455冊名:日本への遺言
地域再生の神様〈豊重哲郎〉が起こした軌跡 出町譲
鹿児島空港から車で2時間。鹿屋市の柳谷地区、通称:やねだん。公民館長に就任した豊重哲郎さんがいかに限界集落を再生させたか。
何度か地方再生の本は読んできたが、ここまで一人の男の信念でたくさんの、町全体を動かしたものはなかったと思う。商売っ気がないからか、公務員の町おこしでないからか、豊重さんの信念、考え、その言葉が一つ一つが具体的で苦労してきた男の言葉として刺さってきた。まだまだ自身の足りなさを感じ、自戒の念が燃え上がった。

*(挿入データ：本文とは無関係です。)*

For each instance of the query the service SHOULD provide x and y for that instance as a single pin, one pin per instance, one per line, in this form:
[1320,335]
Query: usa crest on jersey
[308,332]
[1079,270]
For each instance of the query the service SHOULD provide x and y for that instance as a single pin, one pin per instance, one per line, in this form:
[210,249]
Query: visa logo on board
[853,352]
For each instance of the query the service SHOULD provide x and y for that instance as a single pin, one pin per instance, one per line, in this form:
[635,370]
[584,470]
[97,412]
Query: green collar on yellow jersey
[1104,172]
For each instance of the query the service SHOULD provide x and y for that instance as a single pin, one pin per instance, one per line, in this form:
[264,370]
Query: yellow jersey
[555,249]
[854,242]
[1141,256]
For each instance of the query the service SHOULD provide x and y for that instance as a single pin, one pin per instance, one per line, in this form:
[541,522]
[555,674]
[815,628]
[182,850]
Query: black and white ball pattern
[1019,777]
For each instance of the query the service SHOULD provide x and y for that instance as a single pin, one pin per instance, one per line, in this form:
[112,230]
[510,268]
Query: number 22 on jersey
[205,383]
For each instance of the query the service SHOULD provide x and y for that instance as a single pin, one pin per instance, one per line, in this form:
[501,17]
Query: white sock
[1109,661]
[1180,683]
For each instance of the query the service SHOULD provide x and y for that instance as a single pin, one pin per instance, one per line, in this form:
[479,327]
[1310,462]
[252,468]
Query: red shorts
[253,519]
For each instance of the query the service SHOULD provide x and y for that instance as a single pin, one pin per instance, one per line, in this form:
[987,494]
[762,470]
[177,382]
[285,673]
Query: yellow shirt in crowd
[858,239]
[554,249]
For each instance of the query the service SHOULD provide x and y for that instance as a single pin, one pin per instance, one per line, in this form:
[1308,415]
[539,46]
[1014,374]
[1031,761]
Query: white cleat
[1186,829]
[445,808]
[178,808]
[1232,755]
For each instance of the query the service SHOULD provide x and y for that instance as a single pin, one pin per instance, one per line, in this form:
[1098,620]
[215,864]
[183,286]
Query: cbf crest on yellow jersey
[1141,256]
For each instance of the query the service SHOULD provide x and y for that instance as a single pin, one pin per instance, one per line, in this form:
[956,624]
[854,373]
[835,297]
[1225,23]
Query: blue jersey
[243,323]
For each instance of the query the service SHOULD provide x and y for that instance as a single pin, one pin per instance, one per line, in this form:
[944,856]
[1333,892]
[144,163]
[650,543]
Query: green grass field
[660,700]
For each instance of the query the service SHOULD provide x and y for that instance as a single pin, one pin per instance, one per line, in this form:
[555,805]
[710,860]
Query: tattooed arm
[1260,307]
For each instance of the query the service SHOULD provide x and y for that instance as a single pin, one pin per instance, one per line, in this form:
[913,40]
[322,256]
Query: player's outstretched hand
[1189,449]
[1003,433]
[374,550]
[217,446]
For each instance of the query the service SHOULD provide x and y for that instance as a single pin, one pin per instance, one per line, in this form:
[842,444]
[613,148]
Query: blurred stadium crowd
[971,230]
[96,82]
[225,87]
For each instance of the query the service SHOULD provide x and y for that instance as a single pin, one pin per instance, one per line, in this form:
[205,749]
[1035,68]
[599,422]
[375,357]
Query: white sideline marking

補助金を頼らず自分たちでサツマイモを育て、家畜のにおいを消す土着菌を開発するなど自主財源をつくり、自ら課題を解決していく、それを全員で。
まさしく、子会社として親会社に任せるのではなく、自ら考え全員で解決していくことが本当に必要なんだと見につまされたもの。リーダーとしての情熱は十分かを常に問う必要があると実感。
忘れたくない豊重さんのメッセージを以下に記す。
補助金頼みになると制約が増えるばかり。自立心が失われ、真に地域のためにならない。自分のことは自分でやるのが当たり前。補助金頼みになるとアイデアが出てこない
リーダーは命令形で指示してもだめだ、情熱で人を動かし感動で感謝の心を養うことが重要だ。
持続可能な消滅しない地域づくりにはやはり、文化と子供がキーワード。
地域活動では特に不平や不満を言う人は必ずいます。とにかく粘り強く話し合うことが大切なんです。急ぐな、あわてるな、近道するなが最も重要。
リーダーはあきらめないという気持ちを持つこと、情熱があれば必ず人はついてくる。